Katherine sat on the edge of her son’s bed, while Barnhill stood on the other side. “Henry, Raymond has asked me to marry him. What do you think about that?”
The boy’s clear blue eyes flicked to Barnhill, then back to his mother. “Would I become Henry Barnhill?”
“No, darling, you’ll always remain Henry Kassler, after your father.” She glanced up at Barnhill, who nodded in agreement. He had no problem with Katherine and the children maintaining strong memories of Franz.
“Then I think that would be super,” Henry said. “Will we have another wedding like today? I might be the only boy ever to be a pageboy at the weddings of his mother and his grandfather.”
They were both smiling when they left Henry’s room and returned downstairs. Katherine made hot chocolate, which they took out to the patio. The moon was high, and as they watched, a shooting star streaked down from the sky.
“Make a wish,” Barnhill said.
“No need. Everything I want has already come true.”
Barnhill gazed at the point where the shooting star had disappeared. “I don’t mind if you want to remain Katherine Kassler.”
“No, I’ll change. I’ll be Katherine Barnhill.”
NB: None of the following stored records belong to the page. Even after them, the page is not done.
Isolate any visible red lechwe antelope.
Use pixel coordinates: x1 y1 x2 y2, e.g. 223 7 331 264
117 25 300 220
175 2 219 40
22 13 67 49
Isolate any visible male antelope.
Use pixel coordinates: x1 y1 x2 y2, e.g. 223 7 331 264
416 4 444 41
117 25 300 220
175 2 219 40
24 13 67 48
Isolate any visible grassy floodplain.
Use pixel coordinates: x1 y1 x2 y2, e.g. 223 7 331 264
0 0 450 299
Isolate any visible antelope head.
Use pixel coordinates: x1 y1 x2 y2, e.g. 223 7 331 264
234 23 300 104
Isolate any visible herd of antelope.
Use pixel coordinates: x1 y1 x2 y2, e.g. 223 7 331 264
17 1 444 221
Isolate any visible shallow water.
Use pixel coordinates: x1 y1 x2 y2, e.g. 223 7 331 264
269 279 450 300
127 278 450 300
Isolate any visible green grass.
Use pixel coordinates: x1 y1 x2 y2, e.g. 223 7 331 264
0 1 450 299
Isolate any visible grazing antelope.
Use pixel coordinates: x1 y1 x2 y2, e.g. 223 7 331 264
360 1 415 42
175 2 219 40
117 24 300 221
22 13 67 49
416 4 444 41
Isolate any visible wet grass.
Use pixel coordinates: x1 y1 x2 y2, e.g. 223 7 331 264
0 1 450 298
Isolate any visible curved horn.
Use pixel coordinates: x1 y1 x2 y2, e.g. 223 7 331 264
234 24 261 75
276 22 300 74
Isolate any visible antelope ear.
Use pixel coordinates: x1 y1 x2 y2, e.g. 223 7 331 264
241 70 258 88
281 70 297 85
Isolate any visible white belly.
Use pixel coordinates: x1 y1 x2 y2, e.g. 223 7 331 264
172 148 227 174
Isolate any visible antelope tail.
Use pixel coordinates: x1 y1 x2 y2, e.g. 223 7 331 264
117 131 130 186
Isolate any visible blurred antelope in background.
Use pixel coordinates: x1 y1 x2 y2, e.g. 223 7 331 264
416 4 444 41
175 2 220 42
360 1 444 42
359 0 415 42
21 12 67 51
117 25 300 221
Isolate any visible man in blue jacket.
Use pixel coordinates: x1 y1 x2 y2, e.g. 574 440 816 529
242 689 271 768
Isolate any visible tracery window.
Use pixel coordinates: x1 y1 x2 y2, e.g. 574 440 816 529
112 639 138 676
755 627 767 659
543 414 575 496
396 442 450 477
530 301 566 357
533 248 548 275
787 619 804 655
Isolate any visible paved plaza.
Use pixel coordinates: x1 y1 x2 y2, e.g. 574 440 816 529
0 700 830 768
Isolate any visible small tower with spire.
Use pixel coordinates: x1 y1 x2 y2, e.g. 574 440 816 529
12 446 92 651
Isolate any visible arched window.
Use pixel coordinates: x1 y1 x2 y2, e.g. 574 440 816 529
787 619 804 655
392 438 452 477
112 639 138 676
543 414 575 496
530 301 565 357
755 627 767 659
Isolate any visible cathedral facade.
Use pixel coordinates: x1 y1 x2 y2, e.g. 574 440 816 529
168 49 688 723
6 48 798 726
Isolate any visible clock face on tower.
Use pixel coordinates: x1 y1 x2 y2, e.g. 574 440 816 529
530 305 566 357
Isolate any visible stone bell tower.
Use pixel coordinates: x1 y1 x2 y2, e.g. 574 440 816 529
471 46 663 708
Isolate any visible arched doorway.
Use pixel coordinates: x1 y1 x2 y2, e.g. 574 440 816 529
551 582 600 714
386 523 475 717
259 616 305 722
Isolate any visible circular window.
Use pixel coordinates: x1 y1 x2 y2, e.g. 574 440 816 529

“It might not be such a good idea after all. Could be confusing with two people named Barnhill.”
“Don’t argue with me. I’ll be Katherine Barnhill, and that way every woman at Eagle Newspapers will know you belong to me. You won’t be distracted from your work by other women making eyes at you.”
Barnhill whistled through his teeth. “Boy, you marry a woman you work for, and straightaway she starts laying down the law.”
But Katherine was not listening. She was running the new name over in her mind and deciding she liked it more and more.